Step 1: Describe the trade

Tell the Agent what you want in plain language:
Put 10% of available cash into NVDA in my paper account.
Or specify a dollar amount:
Buy $5,000 of [TICKER] in my paper account after showing portfolio impact and risks.

Step 2: Review the impact before it executes

A good habit is asking for the consequences before the trade goes through. The Agent can show how the trade changes your portfolio:
Before executing, show me how this trade affects my portfolio concentration and risk.
This turns a trade into a decision rather than a reflex.

Step 3: Use limit orders when you want a price

You are not limited to market orders.

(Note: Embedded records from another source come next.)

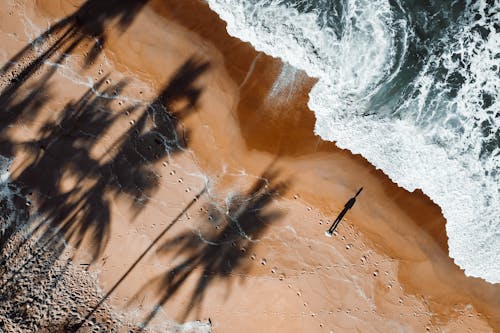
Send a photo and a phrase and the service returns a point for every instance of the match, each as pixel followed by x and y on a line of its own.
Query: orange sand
pixel 387 268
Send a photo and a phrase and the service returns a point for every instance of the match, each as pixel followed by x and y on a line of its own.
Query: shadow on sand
pixel 72 185
pixel 219 247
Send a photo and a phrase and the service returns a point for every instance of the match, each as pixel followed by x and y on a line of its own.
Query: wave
pixel 411 85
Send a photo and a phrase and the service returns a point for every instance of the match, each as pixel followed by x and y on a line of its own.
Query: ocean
pixel 413 86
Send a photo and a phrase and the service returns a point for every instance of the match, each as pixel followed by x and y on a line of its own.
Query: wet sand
pixel 249 140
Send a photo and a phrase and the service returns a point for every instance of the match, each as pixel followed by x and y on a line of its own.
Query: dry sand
pixel 109 170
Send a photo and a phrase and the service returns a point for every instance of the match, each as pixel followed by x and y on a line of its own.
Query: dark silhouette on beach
pixel 339 218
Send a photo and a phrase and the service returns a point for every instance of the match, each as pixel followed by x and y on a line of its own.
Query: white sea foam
pixel 440 135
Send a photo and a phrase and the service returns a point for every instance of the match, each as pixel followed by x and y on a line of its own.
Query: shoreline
pixel 234 132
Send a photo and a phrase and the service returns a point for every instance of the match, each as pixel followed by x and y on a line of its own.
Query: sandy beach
pixel 179 173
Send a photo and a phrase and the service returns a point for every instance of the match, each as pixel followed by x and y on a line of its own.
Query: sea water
pixel 411 85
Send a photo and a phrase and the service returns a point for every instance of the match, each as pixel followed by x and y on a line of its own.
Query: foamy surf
pixel 412 88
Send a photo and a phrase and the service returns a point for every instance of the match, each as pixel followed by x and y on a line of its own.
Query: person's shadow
pixel 348 205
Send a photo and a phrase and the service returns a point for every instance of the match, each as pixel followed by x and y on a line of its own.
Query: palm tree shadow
pixel 73 187
pixel 221 245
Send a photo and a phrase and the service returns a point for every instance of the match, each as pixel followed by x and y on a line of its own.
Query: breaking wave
pixel 411 85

Set a price:
Place a limit order to buy [TICKER] at [price] in my paper account.

Step 4: Manage open orders

Limit orders are fully managed by the Agent. It can see order IDs and cancel a pending order directly by ticker, so you do not need to go into the UI to clean up:
Cancel my open limit order on [TICKER].
Show me all my open paper orders and their status.

Adjusting positions

Trimming and adding work the same way:
Cut my AAPL paper position in half and explain the impact on portfolio concentration.
Add to my [TICKER] position to bring it up to a 5% weight.

Common mistakes

  • Trading without checking impact. Always look at how a trade changes concentration and risk before executing.
  • Forgetting it is a test. Paper trading is for learning. Use it to validate a process, then decide about real capital separately.
  • Ignoring coverage limits. Paper trading coverage can be narrower than research coverage. Confirm the market is supported before building a workflow around it.

Current limitation

Paper trading coverage may differ from research coverage. Check supported markets before relying on a trading workflow in a given market.